Wciąż nie wiadomo, kiedy Bundesliga wróci na stadiony. Niemieckie kluby szykują się na początek maja, jednak jest to termin mało prawdopodobny (więcej informacji TUTAJ >>). Nie wszystkim jednak ten pomysł się podoba.
W niemieckich mediach pojawiły się wypowiedzi Moniki Lazar, rzeczniczki Partii Zielonych i członka komisji sportu w Bundestagu (niemiecka izba parlamentu). Według niej powrót do gry jest możliwy tylko dzięki testom przeprowadzonym na piłkarzach. - Może się zdarzyć, że tych testów zabraknie w ważniejszych obszarach naszego życia.
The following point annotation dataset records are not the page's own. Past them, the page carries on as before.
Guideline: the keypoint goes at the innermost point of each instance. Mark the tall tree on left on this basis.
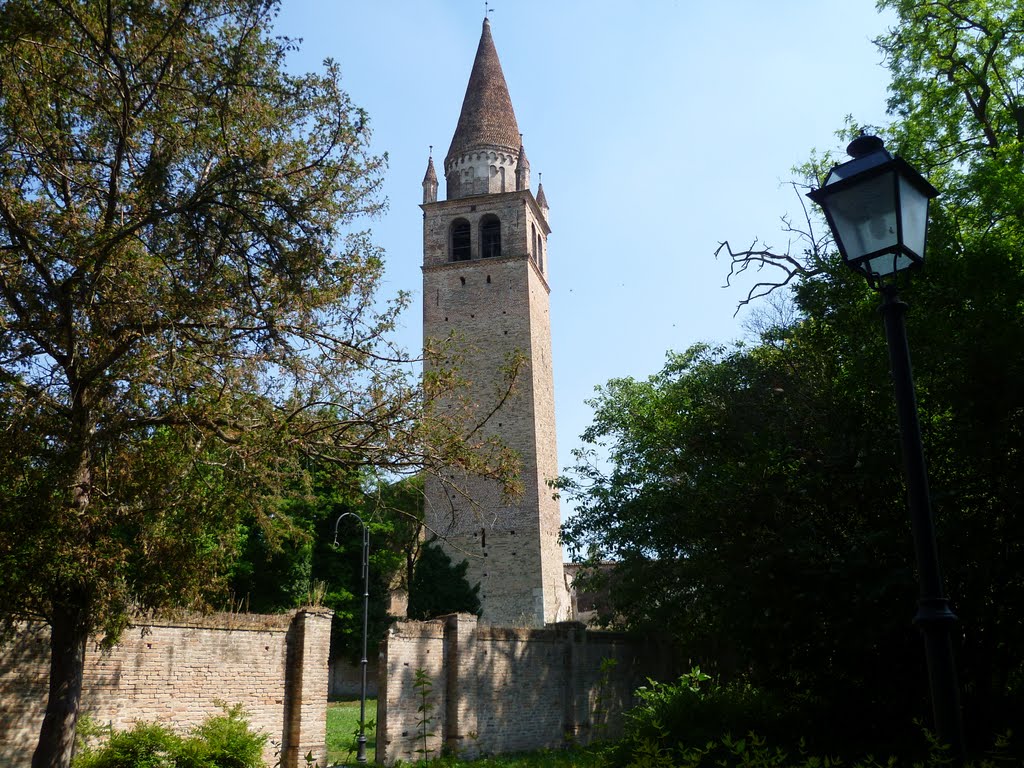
(184, 328)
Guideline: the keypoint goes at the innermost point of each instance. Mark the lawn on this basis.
(343, 720)
(342, 725)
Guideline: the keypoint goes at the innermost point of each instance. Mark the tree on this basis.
(753, 498)
(187, 318)
(439, 587)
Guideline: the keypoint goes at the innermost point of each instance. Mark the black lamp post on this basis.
(360, 753)
(877, 207)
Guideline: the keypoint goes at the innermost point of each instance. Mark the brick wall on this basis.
(176, 672)
(499, 689)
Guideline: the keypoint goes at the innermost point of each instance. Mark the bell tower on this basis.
(485, 286)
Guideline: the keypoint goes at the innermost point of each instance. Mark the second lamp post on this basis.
(877, 207)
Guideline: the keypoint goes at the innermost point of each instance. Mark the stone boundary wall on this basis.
(497, 690)
(178, 671)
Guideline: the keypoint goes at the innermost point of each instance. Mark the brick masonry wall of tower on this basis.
(492, 308)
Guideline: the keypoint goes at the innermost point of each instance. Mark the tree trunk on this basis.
(68, 639)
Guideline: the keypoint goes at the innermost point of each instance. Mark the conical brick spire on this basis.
(486, 119)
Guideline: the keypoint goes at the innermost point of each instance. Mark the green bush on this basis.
(221, 741)
(694, 711)
(145, 745)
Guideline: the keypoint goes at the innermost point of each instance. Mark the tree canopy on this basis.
(753, 496)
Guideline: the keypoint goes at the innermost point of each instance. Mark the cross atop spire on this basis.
(487, 119)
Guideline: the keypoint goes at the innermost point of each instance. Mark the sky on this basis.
(660, 128)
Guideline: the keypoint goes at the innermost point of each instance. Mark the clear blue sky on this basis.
(660, 128)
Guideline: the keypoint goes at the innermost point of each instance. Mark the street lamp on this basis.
(877, 207)
(360, 753)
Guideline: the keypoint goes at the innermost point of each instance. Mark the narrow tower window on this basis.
(491, 237)
(460, 241)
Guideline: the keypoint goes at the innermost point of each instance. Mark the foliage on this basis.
(424, 687)
(221, 741)
(439, 587)
(694, 711)
(752, 497)
(188, 326)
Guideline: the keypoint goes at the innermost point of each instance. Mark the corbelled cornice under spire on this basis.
(486, 118)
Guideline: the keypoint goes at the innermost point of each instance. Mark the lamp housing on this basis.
(877, 208)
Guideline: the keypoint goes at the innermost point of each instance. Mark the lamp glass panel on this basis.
(913, 205)
(887, 263)
(864, 216)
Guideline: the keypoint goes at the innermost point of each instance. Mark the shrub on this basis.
(145, 745)
(695, 711)
(221, 741)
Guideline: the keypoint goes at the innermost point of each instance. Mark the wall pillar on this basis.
(306, 683)
(462, 699)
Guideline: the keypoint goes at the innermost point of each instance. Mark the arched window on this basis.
(491, 237)
(461, 243)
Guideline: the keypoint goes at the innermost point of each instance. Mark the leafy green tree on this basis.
(439, 587)
(753, 498)
(187, 318)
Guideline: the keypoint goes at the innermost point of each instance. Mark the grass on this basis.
(342, 726)
(343, 720)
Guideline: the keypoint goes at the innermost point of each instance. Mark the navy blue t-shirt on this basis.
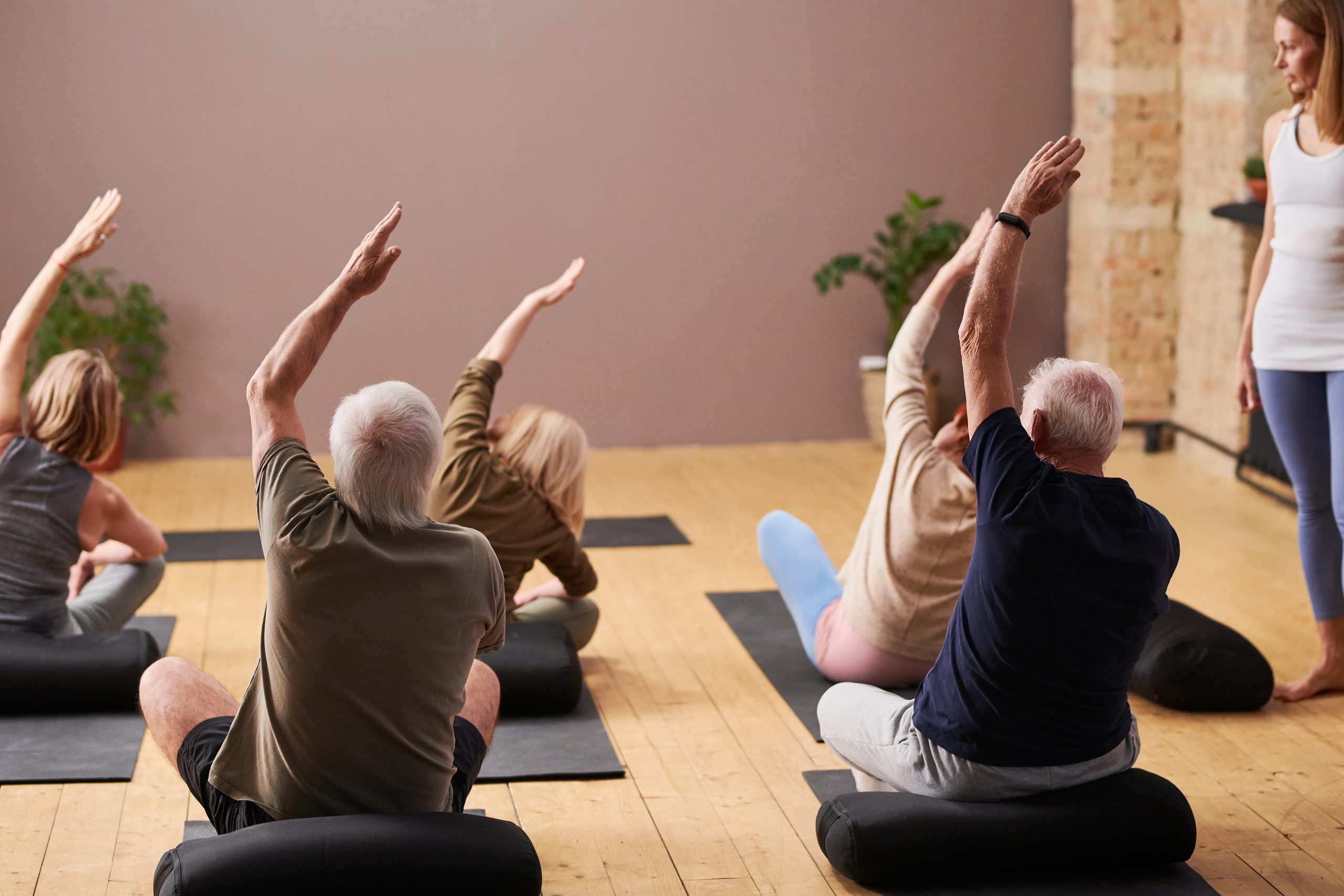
(1067, 575)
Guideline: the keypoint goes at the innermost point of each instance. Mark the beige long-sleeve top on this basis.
(910, 558)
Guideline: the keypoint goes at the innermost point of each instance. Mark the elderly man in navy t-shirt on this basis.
(1069, 571)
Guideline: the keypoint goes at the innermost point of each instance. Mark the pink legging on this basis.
(843, 655)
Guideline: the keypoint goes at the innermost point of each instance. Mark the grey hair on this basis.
(385, 444)
(1084, 405)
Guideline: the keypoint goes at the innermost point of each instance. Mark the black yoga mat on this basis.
(202, 829)
(570, 747)
(631, 532)
(765, 628)
(85, 747)
(1166, 880)
(600, 532)
(241, 544)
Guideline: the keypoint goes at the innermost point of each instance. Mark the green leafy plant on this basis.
(908, 248)
(123, 321)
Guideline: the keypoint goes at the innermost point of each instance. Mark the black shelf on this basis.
(1242, 213)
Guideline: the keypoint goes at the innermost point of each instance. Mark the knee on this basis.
(151, 573)
(160, 680)
(773, 527)
(836, 707)
(484, 684)
(586, 610)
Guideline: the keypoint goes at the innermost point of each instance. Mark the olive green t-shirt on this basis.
(366, 647)
(474, 489)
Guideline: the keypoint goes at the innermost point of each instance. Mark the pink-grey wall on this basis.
(705, 156)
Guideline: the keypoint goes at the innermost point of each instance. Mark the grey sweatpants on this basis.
(112, 597)
(874, 731)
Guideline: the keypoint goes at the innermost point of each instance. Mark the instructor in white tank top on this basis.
(1290, 358)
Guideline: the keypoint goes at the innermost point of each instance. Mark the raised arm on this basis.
(85, 239)
(282, 373)
(510, 333)
(1247, 393)
(984, 327)
(905, 387)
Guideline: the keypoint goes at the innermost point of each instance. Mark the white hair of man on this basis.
(1084, 405)
(386, 444)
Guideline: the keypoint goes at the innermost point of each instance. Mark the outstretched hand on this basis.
(560, 289)
(373, 258)
(1043, 183)
(92, 231)
(964, 261)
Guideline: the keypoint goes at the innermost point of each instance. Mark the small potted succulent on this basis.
(123, 321)
(910, 245)
(1256, 181)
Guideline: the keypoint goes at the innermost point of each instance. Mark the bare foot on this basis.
(1327, 676)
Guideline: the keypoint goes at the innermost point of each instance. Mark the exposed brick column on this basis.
(1122, 241)
(1229, 89)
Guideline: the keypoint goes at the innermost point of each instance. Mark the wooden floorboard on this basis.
(714, 803)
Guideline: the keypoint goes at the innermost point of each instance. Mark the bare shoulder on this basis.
(1276, 123)
(105, 498)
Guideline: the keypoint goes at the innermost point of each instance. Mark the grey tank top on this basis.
(41, 498)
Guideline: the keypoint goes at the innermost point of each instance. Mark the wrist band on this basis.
(1012, 220)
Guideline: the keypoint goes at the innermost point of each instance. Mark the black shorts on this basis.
(202, 745)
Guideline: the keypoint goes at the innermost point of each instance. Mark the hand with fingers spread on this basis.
(373, 258)
(560, 289)
(963, 263)
(92, 231)
(1043, 183)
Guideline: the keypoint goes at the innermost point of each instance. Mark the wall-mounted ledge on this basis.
(1242, 213)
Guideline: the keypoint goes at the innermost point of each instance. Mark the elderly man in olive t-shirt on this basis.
(368, 695)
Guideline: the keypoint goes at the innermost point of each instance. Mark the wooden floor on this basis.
(714, 803)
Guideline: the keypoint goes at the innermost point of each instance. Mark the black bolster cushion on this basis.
(538, 668)
(1126, 820)
(1196, 664)
(85, 673)
(397, 853)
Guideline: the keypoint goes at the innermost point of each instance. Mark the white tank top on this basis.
(1299, 321)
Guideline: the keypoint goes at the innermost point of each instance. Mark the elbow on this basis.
(970, 336)
(260, 387)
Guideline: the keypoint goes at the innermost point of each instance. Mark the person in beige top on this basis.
(519, 480)
(368, 695)
(882, 618)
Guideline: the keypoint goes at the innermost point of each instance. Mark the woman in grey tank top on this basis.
(54, 513)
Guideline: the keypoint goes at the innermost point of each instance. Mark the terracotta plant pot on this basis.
(112, 462)
(874, 381)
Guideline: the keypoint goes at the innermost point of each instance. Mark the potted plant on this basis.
(123, 321)
(1256, 181)
(911, 244)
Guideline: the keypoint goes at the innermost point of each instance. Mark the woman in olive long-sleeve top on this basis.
(519, 480)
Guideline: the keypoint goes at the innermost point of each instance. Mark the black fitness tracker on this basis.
(1012, 220)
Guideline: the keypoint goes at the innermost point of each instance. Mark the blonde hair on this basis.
(385, 442)
(75, 406)
(1324, 20)
(549, 450)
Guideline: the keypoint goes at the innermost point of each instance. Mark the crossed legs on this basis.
(176, 696)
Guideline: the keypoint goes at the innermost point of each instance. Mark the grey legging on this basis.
(1306, 413)
(113, 596)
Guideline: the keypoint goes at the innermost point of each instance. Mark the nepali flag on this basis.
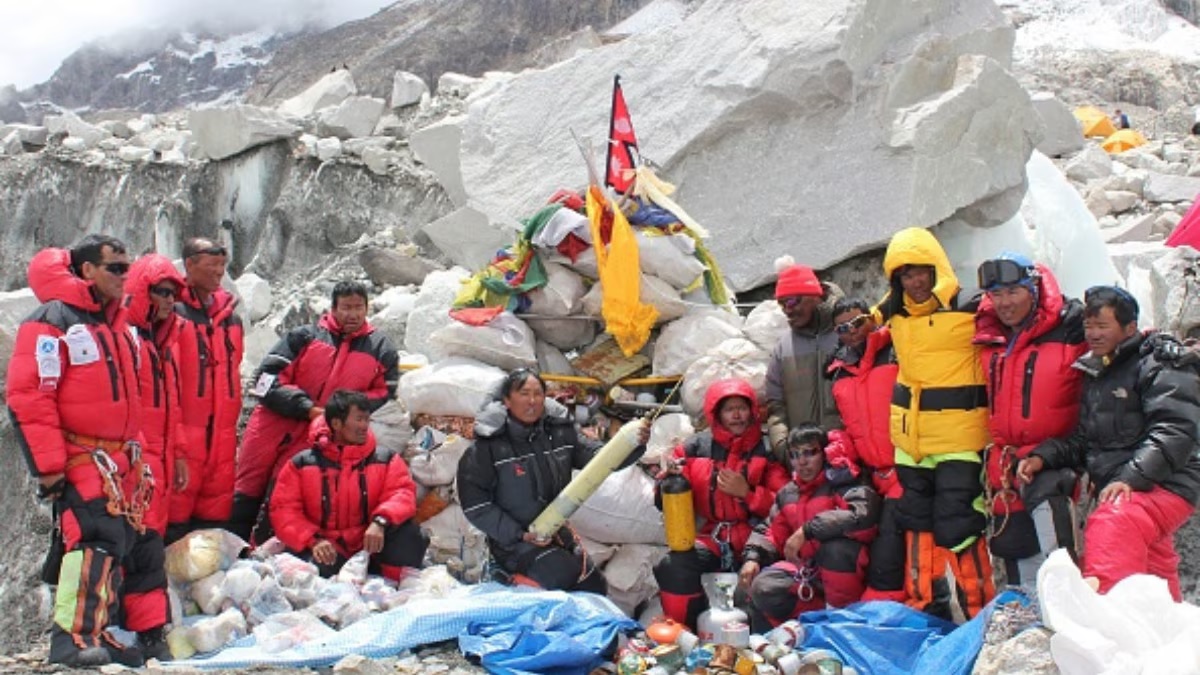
(622, 143)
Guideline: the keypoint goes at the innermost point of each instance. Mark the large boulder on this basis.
(226, 131)
(906, 106)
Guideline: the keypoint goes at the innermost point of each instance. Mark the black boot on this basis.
(153, 644)
(75, 651)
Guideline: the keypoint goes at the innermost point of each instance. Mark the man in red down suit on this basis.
(345, 495)
(72, 393)
(735, 478)
(210, 347)
(293, 383)
(151, 288)
(864, 372)
(816, 545)
(1031, 336)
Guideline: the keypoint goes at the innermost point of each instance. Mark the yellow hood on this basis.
(917, 246)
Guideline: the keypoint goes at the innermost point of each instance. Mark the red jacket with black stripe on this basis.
(1033, 392)
(333, 491)
(301, 371)
(88, 382)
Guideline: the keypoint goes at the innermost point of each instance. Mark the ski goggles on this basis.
(994, 274)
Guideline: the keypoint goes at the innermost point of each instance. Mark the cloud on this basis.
(37, 35)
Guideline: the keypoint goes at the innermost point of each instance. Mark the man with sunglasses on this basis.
(210, 347)
(1030, 335)
(72, 393)
(796, 390)
(1137, 436)
(939, 420)
(863, 371)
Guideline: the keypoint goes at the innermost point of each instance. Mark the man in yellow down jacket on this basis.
(939, 420)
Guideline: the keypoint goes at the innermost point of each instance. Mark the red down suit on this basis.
(839, 520)
(333, 491)
(72, 392)
(1033, 394)
(210, 347)
(301, 371)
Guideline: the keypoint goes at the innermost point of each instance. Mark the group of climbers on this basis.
(125, 392)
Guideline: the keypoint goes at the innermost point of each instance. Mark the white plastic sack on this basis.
(504, 342)
(685, 340)
(455, 386)
(670, 257)
(766, 324)
(732, 358)
(622, 511)
(1135, 628)
(667, 432)
(433, 457)
(431, 310)
(286, 631)
(561, 296)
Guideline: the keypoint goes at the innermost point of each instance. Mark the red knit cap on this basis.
(797, 280)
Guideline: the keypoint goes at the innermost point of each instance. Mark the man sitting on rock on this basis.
(345, 495)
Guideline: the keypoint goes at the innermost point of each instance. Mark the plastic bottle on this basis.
(678, 513)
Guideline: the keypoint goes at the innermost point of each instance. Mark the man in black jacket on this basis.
(1137, 436)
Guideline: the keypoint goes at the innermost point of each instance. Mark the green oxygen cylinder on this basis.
(678, 513)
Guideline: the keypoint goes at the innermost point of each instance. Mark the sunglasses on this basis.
(844, 328)
(994, 274)
(210, 251)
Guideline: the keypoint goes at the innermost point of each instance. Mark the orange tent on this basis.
(1095, 121)
(1122, 141)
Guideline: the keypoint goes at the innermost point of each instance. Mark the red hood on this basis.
(990, 330)
(51, 279)
(330, 323)
(144, 273)
(321, 436)
(723, 389)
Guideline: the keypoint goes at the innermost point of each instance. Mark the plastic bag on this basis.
(285, 631)
(210, 634)
(268, 599)
(202, 553)
(208, 593)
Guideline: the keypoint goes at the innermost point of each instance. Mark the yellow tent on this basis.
(1095, 121)
(1122, 141)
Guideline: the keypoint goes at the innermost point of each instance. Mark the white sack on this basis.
(455, 386)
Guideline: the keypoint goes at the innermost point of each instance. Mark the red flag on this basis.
(622, 143)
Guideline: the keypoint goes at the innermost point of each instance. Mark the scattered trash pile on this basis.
(219, 598)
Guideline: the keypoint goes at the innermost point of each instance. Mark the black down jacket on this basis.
(1137, 423)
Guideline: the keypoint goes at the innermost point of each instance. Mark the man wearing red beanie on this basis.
(796, 390)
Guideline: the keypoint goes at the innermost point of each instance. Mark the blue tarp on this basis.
(514, 631)
(886, 638)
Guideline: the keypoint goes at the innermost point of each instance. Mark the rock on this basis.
(1090, 163)
(467, 238)
(329, 149)
(135, 154)
(70, 124)
(388, 267)
(1061, 133)
(437, 147)
(226, 131)
(329, 90)
(1162, 187)
(912, 123)
(1121, 201)
(256, 296)
(358, 664)
(407, 89)
(354, 117)
(28, 133)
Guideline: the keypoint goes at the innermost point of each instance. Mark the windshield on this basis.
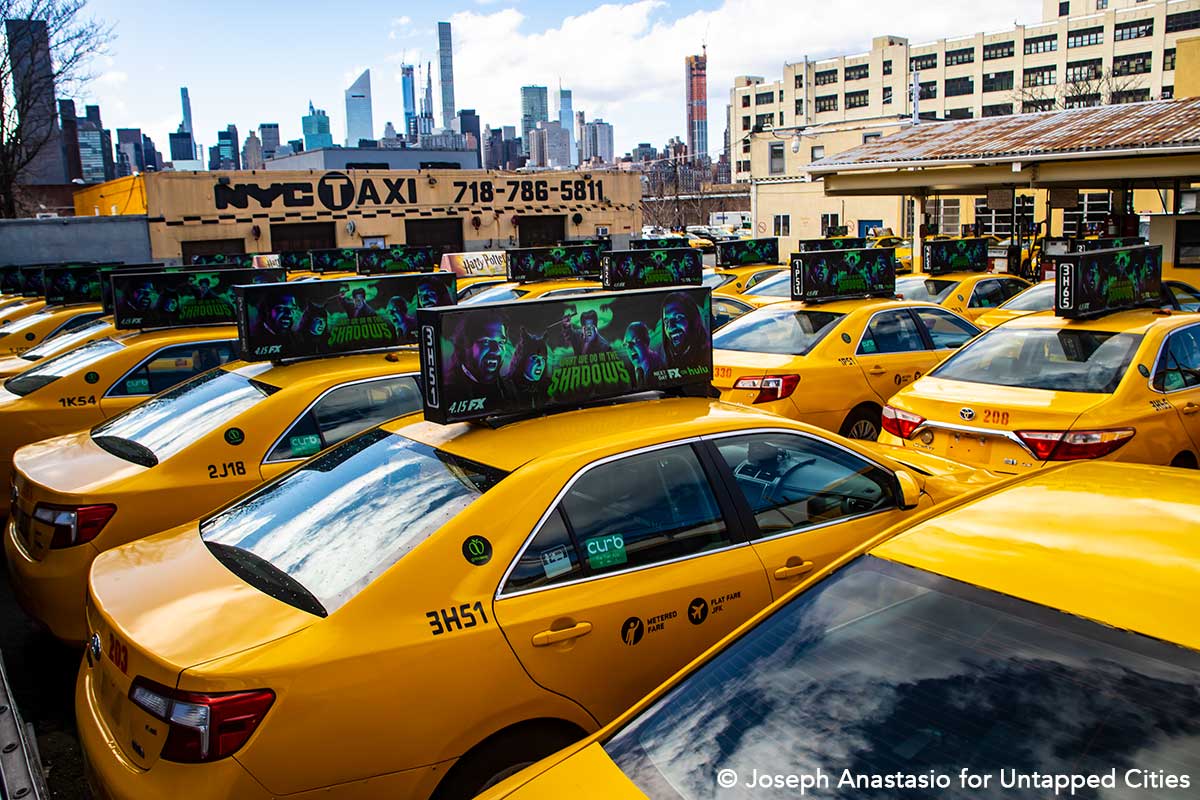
(337, 522)
(885, 669)
(924, 289)
(168, 422)
(1039, 298)
(1067, 361)
(777, 330)
(66, 340)
(51, 370)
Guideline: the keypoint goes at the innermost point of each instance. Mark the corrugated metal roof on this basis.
(1168, 124)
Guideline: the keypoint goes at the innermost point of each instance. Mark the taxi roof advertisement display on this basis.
(309, 318)
(180, 299)
(834, 274)
(1108, 280)
(648, 269)
(535, 355)
(397, 258)
(529, 264)
(955, 256)
(742, 252)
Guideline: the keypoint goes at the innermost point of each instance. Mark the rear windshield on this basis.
(785, 331)
(1039, 298)
(51, 370)
(1066, 361)
(885, 669)
(168, 422)
(924, 289)
(337, 522)
(66, 340)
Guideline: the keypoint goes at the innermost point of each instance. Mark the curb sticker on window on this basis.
(605, 551)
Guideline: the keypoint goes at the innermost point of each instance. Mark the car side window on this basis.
(173, 365)
(792, 482)
(1180, 365)
(891, 331)
(643, 510)
(945, 329)
(346, 411)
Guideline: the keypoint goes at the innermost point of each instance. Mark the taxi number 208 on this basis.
(447, 620)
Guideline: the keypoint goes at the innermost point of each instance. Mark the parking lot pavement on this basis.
(42, 674)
Piłka jest istotna, ale nie ma znaczenia systemowego dla działania państwa - powiedziała Lazar.
Dodała, że piłka jest wyróżniana na tle innych rozgrywek ligowych, co jest niesprawiedliwe. - Inni nie mogą sobie pozwolić na testy, a piłka jest pod tym względem uprzywilejowana - powiedziała Monika Lazar, cytowana przez sport1.de. - Jeśli sytuacja zdrowotna się pogorszy, wtedy skończą się testy dla piłkarzy i liga znowu stanie.
Dyrektor sportowy Eintrachtu Frankfurt, Fredi Bobić, pochwalił władze ligi za działania zmierzające do wznowienia rozgrywek. Podobnie na łamach sport1.de wypowiadali się przedstawiciele Koeln czy RB Lipsk.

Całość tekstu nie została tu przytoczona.